Nach dem Zweiten Weltkrieg beherbergte die Burg von Februar 1946 bis 1949 die Volksuniversität, die erste Institution dieser Art in Niederschlesien. Das Programm, durchgeführt in fünfmonatigen Kursen, hatte das Ziel, junge Erwachsene auf kulturelle und bildungsbezogene Aktivitäten im ländlichen Raum vorzubereiten. Die Schüler kamen aus verschiedenen Teilen Polens. Danach stand das Gebäude mehrere Jahre leer. Erst 1956 wurde hier ein Kinderheim eingerichtet. Die ersten Nachkriegs-Sicherungsarbeiten wurden 1962 durchgeführt, unter anderem die Dachreparatur. Die Burg sollte als Erholungszentrum dienen, doch 1973 war der Zustand des Gebäudes so schlecht, dass die Bewohner ausziehen mussten.

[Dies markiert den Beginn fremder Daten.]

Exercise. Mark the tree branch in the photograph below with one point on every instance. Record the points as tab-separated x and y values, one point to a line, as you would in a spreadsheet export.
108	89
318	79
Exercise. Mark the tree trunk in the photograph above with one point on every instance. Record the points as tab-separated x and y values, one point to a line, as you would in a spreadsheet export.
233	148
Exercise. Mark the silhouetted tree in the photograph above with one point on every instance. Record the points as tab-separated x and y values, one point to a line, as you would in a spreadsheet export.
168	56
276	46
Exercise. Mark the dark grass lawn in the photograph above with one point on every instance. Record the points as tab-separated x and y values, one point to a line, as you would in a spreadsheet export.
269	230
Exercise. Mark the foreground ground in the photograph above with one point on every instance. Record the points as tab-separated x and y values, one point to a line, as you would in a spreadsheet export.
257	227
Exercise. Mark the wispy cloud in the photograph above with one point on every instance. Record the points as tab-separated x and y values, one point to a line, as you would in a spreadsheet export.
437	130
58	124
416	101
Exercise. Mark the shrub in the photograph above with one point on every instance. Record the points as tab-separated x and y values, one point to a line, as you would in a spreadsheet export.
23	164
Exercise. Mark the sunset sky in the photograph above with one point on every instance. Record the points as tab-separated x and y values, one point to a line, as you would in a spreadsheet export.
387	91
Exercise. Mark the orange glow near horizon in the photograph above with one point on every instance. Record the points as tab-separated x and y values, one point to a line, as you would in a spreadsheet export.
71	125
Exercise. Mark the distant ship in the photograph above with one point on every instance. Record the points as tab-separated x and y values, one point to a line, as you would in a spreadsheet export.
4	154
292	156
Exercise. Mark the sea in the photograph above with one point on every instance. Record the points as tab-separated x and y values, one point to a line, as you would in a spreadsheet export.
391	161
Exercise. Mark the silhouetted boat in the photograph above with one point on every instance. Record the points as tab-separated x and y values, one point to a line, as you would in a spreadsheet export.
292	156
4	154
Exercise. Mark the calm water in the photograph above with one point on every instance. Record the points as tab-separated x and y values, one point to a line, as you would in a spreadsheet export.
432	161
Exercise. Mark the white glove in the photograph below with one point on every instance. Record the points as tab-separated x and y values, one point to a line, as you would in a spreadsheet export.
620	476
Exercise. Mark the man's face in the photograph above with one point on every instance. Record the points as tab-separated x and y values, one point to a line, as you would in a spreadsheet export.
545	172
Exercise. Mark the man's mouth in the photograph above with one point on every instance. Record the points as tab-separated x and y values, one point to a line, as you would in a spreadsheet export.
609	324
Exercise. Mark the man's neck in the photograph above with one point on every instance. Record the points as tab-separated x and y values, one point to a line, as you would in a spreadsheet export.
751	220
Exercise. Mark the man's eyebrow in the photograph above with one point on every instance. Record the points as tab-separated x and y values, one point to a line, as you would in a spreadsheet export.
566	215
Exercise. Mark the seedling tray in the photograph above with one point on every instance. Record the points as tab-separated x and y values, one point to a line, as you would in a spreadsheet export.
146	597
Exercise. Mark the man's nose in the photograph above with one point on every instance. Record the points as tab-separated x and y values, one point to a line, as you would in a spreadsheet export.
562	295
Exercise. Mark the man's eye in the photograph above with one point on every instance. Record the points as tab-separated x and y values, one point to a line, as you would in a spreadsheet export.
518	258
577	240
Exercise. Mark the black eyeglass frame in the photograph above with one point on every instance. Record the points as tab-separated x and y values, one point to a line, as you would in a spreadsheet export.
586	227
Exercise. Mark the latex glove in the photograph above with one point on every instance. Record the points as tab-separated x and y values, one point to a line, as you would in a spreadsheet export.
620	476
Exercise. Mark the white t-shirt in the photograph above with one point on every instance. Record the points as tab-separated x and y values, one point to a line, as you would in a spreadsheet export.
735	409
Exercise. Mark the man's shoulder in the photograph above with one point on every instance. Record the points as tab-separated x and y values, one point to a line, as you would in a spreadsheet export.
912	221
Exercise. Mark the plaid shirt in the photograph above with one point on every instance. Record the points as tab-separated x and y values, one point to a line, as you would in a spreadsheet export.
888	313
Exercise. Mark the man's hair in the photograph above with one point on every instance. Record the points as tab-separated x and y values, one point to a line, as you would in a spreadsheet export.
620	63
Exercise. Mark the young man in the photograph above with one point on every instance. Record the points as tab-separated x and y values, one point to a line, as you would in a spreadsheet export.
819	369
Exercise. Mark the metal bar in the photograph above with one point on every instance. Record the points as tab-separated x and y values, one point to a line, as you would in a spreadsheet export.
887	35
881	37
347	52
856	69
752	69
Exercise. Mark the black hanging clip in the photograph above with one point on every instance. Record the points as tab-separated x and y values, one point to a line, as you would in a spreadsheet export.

In den folgenden Jahren wurden verschiedene Nutzungsversuche unternommen, alle scheiterten jedoch. Das Anwesen wechselte mehrfach den Besitzer und trotz weiterer Renovierungen und Sicherungsarbeiten verfiel es zunehmend. Es kam zu Vandalismus und Diebstählen. 1993 entfernten Diebe das Renaissance-Torportal, um es abzutransportieren. Glücklicherweise kam rechtzeitig eine Intervention; das Portal wurde gesichert und nach der Restaurierung wieder an seinen Platz zurückgebracht. Der Verfall setzte jedoch fort.
2009 kaufte ein Entwicklungsunternehmen die Burg zusammen mit dem Park und dem angrenzenden Gelände, mit dem Ziel, sie zu revitalisieren und in alte Pracht zurückzuführen. Der Präsident Polens verlieh der Burg den Titel „Historisches Denkmal“, die höchste Anerkennung für ein Kulturgut. Die reiche Geschichte dieses Ortes ist überall spürbar, und ein Aufenthalt hier ist ein Erlebnis für sich. Zeugnisse der Vergangenheit, mit außergewöhnlicher Liebe zum Detail restauriert, schaffen ein einzigartiges Ambiente vergangener Epochen. Das Restaurant in den mittelalterlichen, ältesten Räumen der Burg, der Prunk der Renaissance-Residenz, das barocke repräsentative Treppenhaus und die neugotischen Dekorationen schaffen eine außergewöhnliche Kulisse für jeden Aufenthalt. Die Burg Karpniki ist ein einzigartiger Ort für anspruchsvolle Gäste, sowohl für einen längeren Urlaub als auch für eine kurze Geschäftsreise.